憲法の制定過程においては、戦前の厳しく徹底した思想・言論などの弾圧体制が基本的に除去され、選挙権が従来の25歳以上から20歳以上に引き下げられるとともに、日本の歴史上はじめて女性が選挙権を得たということが確認されなければならない。さらに、日本国憲法は、その成立後長きにわたって妥当し続けてきたものであり、国民の承認という意味では、その持つ重要性は大きいと考えるべきである。

アメリカ合衆国憲法の成立から二世紀立った1992年の合衆国最高裁判所のさる判決は、「われわれの憲法は、第一世代のアメリカ人からわれらへ、そして将来の世代へと続く誓約である。それは首尾一貫した連続である」と述べている。日本国憲法もまた、「政府の行為によって再び戦争の惨禍が起ることのないやうにすることを決意し」た日本国民の子孫として、「われらとわれらの子孫のために」、首尾一貫した誓約でなければならない。

日本国憲法の平和国家への志向は、その前文で「全世界の国民が、ひとしく恐怖と欠乏から免れ、平和のうちに生存する権利を有する」という考えが示されているとおり、単に戦争がないという意味での消極的平和ではなく、全ての人が圧制や人権侵害、貧困などから解放される積極的平和こそ、日本国憲法が追求する平和なのである。この点では、日本国憲法と国連憲章は同じ思想的基盤に立っている。

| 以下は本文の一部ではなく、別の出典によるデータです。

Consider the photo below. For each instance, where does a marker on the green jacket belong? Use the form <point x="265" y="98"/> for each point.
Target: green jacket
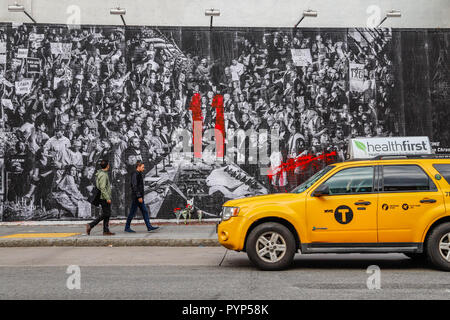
<point x="102" y="183"/>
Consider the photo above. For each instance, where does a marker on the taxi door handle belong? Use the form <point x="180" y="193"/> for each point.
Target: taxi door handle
<point x="427" y="201"/>
<point x="362" y="203"/>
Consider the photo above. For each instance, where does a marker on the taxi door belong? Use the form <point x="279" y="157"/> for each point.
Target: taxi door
<point x="407" y="196"/>
<point x="347" y="210"/>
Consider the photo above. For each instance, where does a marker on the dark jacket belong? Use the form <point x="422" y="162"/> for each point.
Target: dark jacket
<point x="137" y="185"/>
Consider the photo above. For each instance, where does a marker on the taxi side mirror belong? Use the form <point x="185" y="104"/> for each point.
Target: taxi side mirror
<point x="322" y="190"/>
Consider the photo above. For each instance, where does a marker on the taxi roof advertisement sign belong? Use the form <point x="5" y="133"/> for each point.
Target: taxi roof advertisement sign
<point x="363" y="148"/>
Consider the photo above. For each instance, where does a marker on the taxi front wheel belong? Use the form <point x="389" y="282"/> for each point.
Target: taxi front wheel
<point x="438" y="247"/>
<point x="271" y="246"/>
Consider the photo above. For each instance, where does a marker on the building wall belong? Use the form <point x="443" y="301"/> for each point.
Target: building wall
<point x="236" y="13"/>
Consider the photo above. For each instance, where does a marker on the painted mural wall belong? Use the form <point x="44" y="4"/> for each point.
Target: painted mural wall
<point x="214" y="114"/>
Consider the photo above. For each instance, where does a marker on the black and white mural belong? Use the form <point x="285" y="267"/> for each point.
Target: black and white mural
<point x="280" y="104"/>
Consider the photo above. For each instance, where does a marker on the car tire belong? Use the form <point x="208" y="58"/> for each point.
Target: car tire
<point x="438" y="247"/>
<point x="271" y="246"/>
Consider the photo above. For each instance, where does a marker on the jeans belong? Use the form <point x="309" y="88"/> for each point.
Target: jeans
<point x="106" y="214"/>
<point x="134" y="205"/>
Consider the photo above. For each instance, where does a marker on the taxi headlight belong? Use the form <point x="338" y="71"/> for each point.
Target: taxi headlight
<point x="228" y="212"/>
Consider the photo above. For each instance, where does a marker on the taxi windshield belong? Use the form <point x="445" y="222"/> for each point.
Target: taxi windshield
<point x="308" y="183"/>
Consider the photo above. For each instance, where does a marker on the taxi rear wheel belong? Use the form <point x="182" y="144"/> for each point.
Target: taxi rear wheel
<point x="438" y="247"/>
<point x="271" y="246"/>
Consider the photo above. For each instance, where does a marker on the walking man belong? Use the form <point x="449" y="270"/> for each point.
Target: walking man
<point x="103" y="184"/>
<point x="137" y="196"/>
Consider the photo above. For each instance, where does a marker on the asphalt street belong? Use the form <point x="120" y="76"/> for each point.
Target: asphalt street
<point x="194" y="273"/>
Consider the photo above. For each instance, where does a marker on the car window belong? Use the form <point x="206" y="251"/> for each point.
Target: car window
<point x="444" y="170"/>
<point x="406" y="178"/>
<point x="351" y="180"/>
<point x="308" y="183"/>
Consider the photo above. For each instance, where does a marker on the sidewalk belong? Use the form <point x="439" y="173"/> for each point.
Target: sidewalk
<point x="170" y="234"/>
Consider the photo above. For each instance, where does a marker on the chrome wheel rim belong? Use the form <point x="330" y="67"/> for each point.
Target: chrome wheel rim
<point x="444" y="247"/>
<point x="271" y="247"/>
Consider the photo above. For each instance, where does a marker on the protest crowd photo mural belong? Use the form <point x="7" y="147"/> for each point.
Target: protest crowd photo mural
<point x="213" y="115"/>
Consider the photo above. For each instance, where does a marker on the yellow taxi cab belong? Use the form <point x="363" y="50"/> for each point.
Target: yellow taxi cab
<point x="386" y="204"/>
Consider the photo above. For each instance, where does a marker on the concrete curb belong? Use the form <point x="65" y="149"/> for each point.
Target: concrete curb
<point x="107" y="242"/>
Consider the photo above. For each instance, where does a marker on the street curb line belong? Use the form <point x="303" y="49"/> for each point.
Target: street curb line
<point x="112" y="242"/>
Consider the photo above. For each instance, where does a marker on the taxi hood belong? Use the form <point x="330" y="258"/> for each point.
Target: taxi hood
<point x="260" y="200"/>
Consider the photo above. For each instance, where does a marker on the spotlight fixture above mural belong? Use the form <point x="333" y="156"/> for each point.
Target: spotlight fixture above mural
<point x="391" y="14"/>
<point x="20" y="8"/>
<point x="119" y="11"/>
<point x="212" y="13"/>
<point x="307" y="13"/>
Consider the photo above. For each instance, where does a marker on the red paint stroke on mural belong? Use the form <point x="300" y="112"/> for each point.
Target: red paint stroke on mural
<point x="197" y="119"/>
<point x="197" y="130"/>
<point x="220" y="125"/>
<point x="303" y="163"/>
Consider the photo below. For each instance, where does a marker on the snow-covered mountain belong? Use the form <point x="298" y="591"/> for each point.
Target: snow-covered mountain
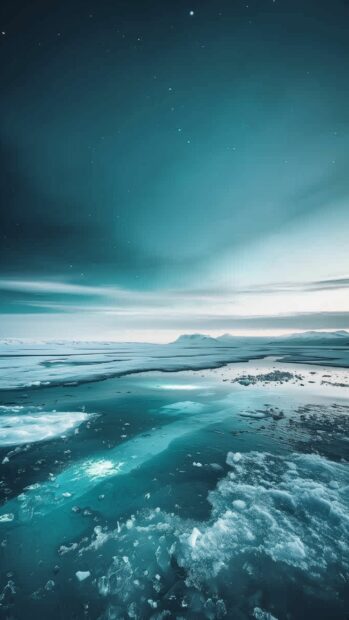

憲法第9条は、国内で自由をおびやかしかねない要素となる軍隊を否定し、外に対しては侵略をくりかえさない保証としての意味を、客観的に担ってきた。9条という憲法問題は、権力をコントロールするという近代憲法の存在理由そのものに深くかかわっているのである。かつての日本軍は、内では芽生えていた立憲政治をくつがえし、外には、アジア侵略をすすめていった。軍隊がにらみをきかせて強権政治をする「普通の国」は、世界に多い。軍の暴走をどのようにして止めることができるか。9条の存在理由を再確認すべき時である。